Add the mushrooms and cook until softened, about 5 min. Once softened, add ½ tsp of sea salt and a pinch of black pepper. Remove mushrooms from the pan and set aside, reserving the pan.
Heat the remaining 1 Tbsp of olive oil over medium heat.
Add the onions and cook for about 3 minutes, until they’re starting to soften. Add the garlic and thyme and cook an additional 1-2 minutes.
Add the arborio rice to the pan and gently stir for about 1 min. Add the hot sauce, stirring gently for another 1 min.
Add the broth about ½ cup at a time. Stir frequently until the stock is mostly absorbed. Repeat the process adding ½ cup of broth at a time until the rice is al dente. (This process will take 20-30 minutes).
When rice is al dente and all the broth as been absorbed, remove from heat. Add 4 Tbsp of butter, mushrooms, remaining ½ tsp of salt, and parmesan cheese.
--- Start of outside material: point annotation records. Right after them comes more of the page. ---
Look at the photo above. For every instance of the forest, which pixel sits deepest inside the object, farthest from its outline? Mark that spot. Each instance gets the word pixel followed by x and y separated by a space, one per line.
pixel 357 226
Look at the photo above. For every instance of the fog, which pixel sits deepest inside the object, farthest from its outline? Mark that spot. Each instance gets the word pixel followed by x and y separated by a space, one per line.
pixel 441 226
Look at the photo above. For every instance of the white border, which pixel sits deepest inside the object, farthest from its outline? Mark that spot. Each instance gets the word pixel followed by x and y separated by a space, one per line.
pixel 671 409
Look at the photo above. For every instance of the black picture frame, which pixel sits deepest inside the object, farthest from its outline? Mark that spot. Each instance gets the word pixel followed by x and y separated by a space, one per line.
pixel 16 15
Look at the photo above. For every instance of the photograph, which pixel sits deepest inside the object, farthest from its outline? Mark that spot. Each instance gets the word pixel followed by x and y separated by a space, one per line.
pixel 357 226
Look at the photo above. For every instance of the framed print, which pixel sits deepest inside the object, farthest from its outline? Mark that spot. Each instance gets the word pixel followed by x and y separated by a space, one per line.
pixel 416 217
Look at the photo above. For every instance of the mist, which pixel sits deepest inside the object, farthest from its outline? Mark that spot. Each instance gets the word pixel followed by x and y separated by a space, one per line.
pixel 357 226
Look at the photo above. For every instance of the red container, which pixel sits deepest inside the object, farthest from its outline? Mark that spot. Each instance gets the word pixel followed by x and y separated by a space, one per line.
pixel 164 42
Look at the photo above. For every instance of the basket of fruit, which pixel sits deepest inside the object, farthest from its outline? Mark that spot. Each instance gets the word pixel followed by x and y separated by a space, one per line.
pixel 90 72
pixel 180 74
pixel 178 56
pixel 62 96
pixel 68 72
Adjust salt to taste if necessary.
Serve in bowls, garnishing with more parmesan, cracked black pepper, and parsley. Enjoy!
Recipe Note
-Black Garlic Carolina Reaper Hot Sauce is a HOT sauce. This recipe is written to be on the spicier end. To adjust heat, start with 3/4 tsp or 1/2 Tbsp and add more at the end as needed to control the heat.
-We recommend using freshly grated parmesan cheese as most pre-grated parm contains anti-caking agents that can mess with the consistency of the dish.